The planned sale of the €3.7 billion “Project Glas” loan portfolio – one of the biggest books of home loans to be sold since the financial crash – has generated public outrage over the likelihood that the loans will end up in the hands of a so-called vulture fund.

These foreign investment funds are not regulated and not covered by consumer protection rules covering struggling mortgage holders, so people like the Dunnes would have fewer options available to them to resolve their financial situation if a vulture fund owned their loan.

Restructuring deals

Worse still is that up to €700 million of the loans being sold are to borrowers who, unlike the Dunnes, are able to meet the new terms of similar restructuring deals Permanent TSB has agreed.

These “treated” loans were included in the sale, market analysts say, to sweeten the loan portfolio to prospective buyers.

For vulture funds, who like to see returns in as little as three to five years, long-term restructures stretching out to between 20 and 29 years may stand in the way of profits and it is not guaranteed that these arrangements will remain in place if a fund swoops.

Permanent TSB’s treatment of the Dunnes’ mortgage is typical of the wider problems at the bank.
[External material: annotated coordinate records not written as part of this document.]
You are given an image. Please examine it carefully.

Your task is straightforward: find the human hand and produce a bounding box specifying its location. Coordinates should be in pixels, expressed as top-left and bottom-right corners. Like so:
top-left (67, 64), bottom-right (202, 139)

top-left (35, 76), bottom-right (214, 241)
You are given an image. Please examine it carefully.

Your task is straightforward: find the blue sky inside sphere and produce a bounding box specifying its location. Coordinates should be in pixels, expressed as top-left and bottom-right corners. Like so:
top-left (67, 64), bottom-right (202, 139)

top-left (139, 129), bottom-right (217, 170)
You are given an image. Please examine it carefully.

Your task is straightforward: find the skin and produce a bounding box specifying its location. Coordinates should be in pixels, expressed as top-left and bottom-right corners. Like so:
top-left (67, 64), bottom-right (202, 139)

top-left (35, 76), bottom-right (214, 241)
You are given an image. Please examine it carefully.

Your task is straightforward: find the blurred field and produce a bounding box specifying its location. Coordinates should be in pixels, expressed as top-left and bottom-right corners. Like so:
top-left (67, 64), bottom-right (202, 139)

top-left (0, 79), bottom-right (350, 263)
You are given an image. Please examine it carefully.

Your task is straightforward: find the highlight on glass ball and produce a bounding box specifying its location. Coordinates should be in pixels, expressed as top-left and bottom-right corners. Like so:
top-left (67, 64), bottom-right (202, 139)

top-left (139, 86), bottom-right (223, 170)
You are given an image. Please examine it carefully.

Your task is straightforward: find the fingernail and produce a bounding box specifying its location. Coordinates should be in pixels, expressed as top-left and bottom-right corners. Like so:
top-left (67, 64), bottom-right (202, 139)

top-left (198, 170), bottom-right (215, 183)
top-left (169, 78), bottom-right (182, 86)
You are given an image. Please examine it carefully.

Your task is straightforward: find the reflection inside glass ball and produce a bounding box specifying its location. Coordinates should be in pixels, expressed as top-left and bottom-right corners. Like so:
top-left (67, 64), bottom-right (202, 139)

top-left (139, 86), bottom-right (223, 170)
The lender’s solution for the Waterford couple and their unsustainable mortgage was to kick the can down the road. The problem with the rescue plan was that the can was far too big and the road far too long.

More affordable payment

Their mortgage was €385,000 but the home was only worth €230,000. Permanent TSB decided to split the mortgage and only charge the Dunnes on €141,000 of the mortgage, proposing a more affordable €527 monthly repayment.
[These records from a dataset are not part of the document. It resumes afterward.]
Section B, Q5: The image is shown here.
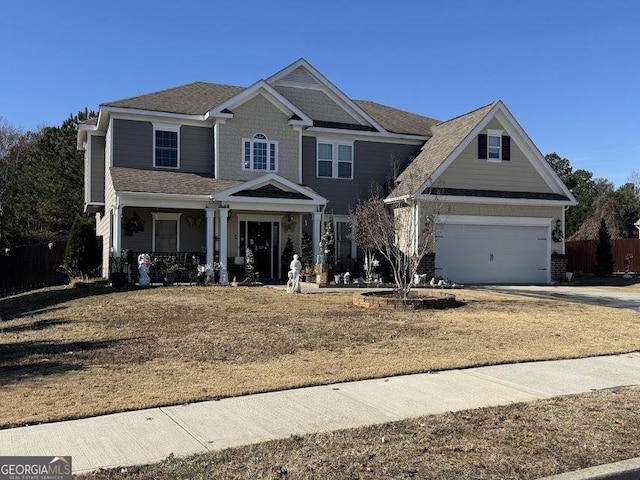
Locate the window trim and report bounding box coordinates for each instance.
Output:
[156,122,181,170]
[487,129,503,163]
[151,212,182,253]
[316,138,355,180]
[240,132,279,173]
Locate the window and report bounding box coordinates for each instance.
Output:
[151,212,181,253]
[153,123,180,168]
[487,135,500,160]
[478,130,511,163]
[317,140,353,179]
[242,133,278,172]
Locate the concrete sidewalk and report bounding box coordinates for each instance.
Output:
[0,353,640,473]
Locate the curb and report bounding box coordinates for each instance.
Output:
[538,457,640,480]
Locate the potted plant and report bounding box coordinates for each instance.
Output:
[164,258,184,285]
[109,249,129,288]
The remaining €244,000 of the mortgage, amounting to 63 per cent of the overall loan, would be set aside or “warehoused”. The bank agreed that it would charge no interest on this part of the loan for 29 years, until the end of the mortgage term, to be dealt with then from the sale of the property or with a lump sum.
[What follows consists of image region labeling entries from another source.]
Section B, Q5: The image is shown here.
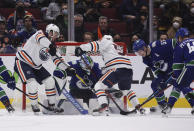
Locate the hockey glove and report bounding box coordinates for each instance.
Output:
[7,77,16,90]
[48,43,57,56]
[65,67,76,76]
[75,47,86,57]
[53,70,66,79]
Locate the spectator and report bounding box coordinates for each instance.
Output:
[120,0,145,22]
[167,16,182,39]
[96,0,114,8]
[93,16,118,40]
[160,33,168,41]
[54,3,68,40]
[12,15,37,46]
[0,17,16,54]
[74,14,86,42]
[83,32,93,43]
[15,0,37,8]
[127,33,141,53]
[134,5,149,43]
[75,0,100,22]
[7,0,36,33]
[45,0,61,23]
[183,1,194,32]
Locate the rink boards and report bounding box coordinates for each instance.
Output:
[0,56,190,108]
The restructuring came undone when even the new, lower repayments left the couple unable to service their unsecured debt (credit card and other debt). Pressure from those creditors forced the couple to seek protection from the Insolvency Service of Ireland and reach for a statutory financial rescue plan.

In that formal process of applying for a deal, Permanent TSB challenged a proposal from the couple’s personal insolvency practitioner to prevent the bank reviewing their finances regularly, to see if they could afford to transfer more debt from the warehoused portion to the main mortgage over the duration of the mortgage term.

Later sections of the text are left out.